Speech Recognition
- The deep acoustic model extracts higher-level representations of speech features and computes the probability that in that particular frame, a phoneme is pronounced.
- There are 2 main types of deep neural networks used for speech recognition:
- Recurrent acoustic model: the system sequentially sees one vector after the other. When processing a vector, it will not only use information that it sees in the features but it will also use the information from the previous prediction. For instance, it will take into account the fact that the probability that there is a vowel after a consonant is higher than having a consonant again because that’s usually how words are built.
- Convolutional acoustic model: it’s the same type of neural network as the one used in computer vision.

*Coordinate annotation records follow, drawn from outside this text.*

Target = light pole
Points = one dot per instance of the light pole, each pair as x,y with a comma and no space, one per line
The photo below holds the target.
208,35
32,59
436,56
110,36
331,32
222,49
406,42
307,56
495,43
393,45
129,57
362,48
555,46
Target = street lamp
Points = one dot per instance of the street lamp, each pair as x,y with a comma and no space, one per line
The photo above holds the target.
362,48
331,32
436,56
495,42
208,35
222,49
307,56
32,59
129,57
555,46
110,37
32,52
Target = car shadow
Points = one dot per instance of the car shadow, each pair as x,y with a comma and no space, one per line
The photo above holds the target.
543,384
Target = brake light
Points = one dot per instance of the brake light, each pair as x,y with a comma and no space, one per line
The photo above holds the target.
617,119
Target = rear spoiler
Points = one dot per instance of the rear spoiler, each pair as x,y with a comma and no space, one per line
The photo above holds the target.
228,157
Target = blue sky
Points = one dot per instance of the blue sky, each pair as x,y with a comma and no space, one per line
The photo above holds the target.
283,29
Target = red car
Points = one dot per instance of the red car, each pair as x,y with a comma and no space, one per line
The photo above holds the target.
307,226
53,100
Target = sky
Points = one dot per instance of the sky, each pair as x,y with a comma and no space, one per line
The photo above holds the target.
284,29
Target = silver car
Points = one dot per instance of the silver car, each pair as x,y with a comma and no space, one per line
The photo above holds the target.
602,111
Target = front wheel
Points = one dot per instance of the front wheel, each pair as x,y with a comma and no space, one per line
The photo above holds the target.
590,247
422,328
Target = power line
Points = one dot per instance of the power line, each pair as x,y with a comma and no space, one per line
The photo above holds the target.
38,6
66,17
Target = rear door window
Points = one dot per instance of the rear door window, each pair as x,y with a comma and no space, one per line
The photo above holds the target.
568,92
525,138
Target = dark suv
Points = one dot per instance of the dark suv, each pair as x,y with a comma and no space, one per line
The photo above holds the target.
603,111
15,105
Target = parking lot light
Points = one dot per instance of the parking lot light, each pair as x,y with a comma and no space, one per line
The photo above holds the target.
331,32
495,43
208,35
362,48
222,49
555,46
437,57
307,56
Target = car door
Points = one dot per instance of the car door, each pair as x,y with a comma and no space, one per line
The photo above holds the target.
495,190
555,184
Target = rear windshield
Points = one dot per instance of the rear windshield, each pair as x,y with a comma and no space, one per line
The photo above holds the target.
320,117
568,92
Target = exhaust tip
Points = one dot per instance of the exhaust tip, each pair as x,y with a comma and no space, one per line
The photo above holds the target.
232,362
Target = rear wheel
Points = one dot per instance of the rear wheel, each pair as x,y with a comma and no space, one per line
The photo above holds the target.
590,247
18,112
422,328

It will look at speech features as if we were looking at an image and it is going to use some context around the speech features to compute probabilities.
- Have you ever wondered how Amazon Echo, Siri or Google Home work?
- How to do Speech Recognition with Deep Learning
- Combining CNN and RNN for spoken language identification
Challenges
- The big problem is that speech varies in speed:
- Automatically aligning audio files of various lengths to a fixed-length piece of text turns out to be hard.
- Accented speech and noisy speech (with heavy environmental noise) are still very challenging.
- Languages without standard orthography such as Moroccan Arab are problematic since two different people won’t write a sentence in the same way because there is no standard way to write words.
- Language evolution is a problem since new words and accents continuously appear in the language and the speech recognition system needs to be retrained to incorporate these evolutions.
- Unlike humans, lots of data are needed to train a speech recognition system.
Feature extraction
- The role of feature extraction is to transform the signal into a representation of the acoustic signals that will be relevant for machine learning.
- This is in fact done to try to reproduce the human ear perception.
- But it turns out that the human ear is more sensitive to variations in low frequencies than in high frequencies (Mel-filterbanks logarithmic scale can be applied here).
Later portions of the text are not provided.